By | Category: Travel destinations

the memorial to those who came to New Italy after the pain of the Solomon Islands

In a little hamlet tucked off the Pacific Highway in northern NSW is a memory of something known as New Italy. Blink and you could pass it as the traffic thunders along the highway at between 80 and 100 kilometres an hour.

At this little more than rest halt on the main Australian highway between Sydney and Brisbane, there is a museum, a café, a souvenir shop, a glass blower, some memorials and an exhibition devoted to Italian regions.

But the story is more intriguing and involves a French conman, a sympathetic local politician and some prim and determined Italian emigrants.

The conman, Charles Bonaventure du Breil (Marquis de Rays)  set about persuading the inhabitants of many places that an eldorado existed in the Pacific at a colony called Port Breton which was in the Solomon Islands. Land was two francs an acre according to an advertisement that he started running in 1877 and a rapid fortune was promised. The first boat set sail from Flushing but before it had arrived, a second left from Barcelona and this carried Italians from the Veneto region of the country.

a memorial to one of the original familes – the Spina family

They didn’t learn of the hardship of the first settlers. Many died. Some managed to find their way to other places. When the Italians arrived on their ship the India, they found no paradise and no promised land. After many trials a number made it to NSW where the premier – Sir Henry Parkes – granted then permission to stay, something that at the time was unusual because the main colonists were English speakers and the Italians had no words other than their mother tongue.

the advertising which promised so much and delivered so little

They settled in what became New Italy and became Australian, serving in the WW1 and some also in WWII. They became farmers, integrated and married descendants of Britons living in nearby towns and cities but never forgetting their Italian roots.

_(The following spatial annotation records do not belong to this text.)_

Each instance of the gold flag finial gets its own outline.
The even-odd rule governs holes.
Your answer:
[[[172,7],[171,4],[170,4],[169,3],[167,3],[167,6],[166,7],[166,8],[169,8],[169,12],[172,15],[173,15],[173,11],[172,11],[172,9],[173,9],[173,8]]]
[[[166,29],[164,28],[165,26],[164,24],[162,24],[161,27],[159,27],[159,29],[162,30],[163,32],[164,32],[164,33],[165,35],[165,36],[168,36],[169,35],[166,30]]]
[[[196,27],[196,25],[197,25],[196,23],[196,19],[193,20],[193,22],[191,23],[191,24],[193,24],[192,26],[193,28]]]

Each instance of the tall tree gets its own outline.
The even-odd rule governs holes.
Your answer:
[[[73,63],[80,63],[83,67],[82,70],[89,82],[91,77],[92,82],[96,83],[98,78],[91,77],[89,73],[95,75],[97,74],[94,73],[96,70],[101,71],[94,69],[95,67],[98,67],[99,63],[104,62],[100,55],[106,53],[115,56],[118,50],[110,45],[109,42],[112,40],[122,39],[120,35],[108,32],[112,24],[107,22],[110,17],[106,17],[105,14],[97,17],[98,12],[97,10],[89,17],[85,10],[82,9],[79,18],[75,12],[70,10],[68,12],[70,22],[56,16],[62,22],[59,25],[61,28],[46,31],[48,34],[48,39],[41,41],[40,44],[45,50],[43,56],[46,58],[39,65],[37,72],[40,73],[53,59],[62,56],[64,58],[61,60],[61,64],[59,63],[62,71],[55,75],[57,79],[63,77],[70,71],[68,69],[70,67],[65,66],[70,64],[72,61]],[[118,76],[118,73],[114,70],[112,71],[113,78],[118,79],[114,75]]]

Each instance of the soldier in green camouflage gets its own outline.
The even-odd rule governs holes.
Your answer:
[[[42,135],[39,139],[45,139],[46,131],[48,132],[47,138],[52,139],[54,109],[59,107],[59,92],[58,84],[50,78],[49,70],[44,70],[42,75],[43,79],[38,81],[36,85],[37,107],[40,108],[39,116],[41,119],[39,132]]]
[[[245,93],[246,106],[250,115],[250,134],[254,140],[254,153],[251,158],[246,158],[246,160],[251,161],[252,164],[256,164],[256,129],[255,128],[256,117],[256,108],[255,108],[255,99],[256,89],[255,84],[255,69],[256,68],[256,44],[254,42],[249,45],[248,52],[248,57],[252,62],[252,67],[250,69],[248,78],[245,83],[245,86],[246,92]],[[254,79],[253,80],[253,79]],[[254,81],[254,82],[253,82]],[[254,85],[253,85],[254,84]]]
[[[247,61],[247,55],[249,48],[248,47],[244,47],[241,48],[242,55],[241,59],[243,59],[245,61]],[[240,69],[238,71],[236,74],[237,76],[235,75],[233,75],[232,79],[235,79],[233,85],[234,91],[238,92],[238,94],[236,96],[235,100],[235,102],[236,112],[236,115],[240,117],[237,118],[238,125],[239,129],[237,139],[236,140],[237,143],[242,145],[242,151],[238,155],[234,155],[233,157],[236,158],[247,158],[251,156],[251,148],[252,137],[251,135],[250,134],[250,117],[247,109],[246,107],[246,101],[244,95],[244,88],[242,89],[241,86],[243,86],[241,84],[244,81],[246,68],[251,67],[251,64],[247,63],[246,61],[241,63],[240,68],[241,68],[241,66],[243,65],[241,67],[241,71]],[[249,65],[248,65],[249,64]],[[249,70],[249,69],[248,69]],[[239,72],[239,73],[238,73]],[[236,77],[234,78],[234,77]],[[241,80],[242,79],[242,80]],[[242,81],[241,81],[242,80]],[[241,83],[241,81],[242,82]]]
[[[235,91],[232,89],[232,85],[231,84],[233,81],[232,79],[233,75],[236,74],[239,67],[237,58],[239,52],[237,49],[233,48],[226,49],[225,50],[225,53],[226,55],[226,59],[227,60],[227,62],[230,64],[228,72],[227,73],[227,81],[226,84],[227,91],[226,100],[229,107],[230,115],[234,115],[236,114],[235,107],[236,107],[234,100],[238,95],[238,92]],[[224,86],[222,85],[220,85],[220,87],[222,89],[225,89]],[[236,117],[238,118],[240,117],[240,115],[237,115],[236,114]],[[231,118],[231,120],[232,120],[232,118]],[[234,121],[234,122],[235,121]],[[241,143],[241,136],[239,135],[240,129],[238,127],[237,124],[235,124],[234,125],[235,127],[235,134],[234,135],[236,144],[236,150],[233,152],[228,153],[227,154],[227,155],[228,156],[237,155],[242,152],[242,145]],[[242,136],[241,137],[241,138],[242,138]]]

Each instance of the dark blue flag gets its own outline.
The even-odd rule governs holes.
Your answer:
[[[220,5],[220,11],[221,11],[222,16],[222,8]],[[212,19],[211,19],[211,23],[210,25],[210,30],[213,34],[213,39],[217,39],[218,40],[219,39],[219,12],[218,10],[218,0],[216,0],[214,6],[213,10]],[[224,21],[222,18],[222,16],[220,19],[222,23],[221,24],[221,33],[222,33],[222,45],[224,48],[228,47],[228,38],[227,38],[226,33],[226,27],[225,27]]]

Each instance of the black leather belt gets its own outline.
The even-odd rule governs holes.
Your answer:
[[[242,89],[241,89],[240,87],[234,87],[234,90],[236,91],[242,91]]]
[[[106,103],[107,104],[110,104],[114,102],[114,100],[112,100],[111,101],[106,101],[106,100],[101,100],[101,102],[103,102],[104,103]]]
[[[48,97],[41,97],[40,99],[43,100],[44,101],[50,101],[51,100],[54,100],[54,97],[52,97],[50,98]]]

Today new Italy has few of the original settlers living nearby but those that have moved away remember their heritage and support the little museum with any variety of photographs and memorabilia from those early Italian families – families that were destitute until NSW gave them a home.

The museum records their tragedy and how they pulled themselves up by the bootstraps. The story is what attracts tourists and not just those of Italian origin to pull over and learn of this sad but, ultimately, lucky story.

Incidentally Brays made over half a million pounds but was senetenced to gaol when the news came out. After release from prison he died less than a year later in an asylum.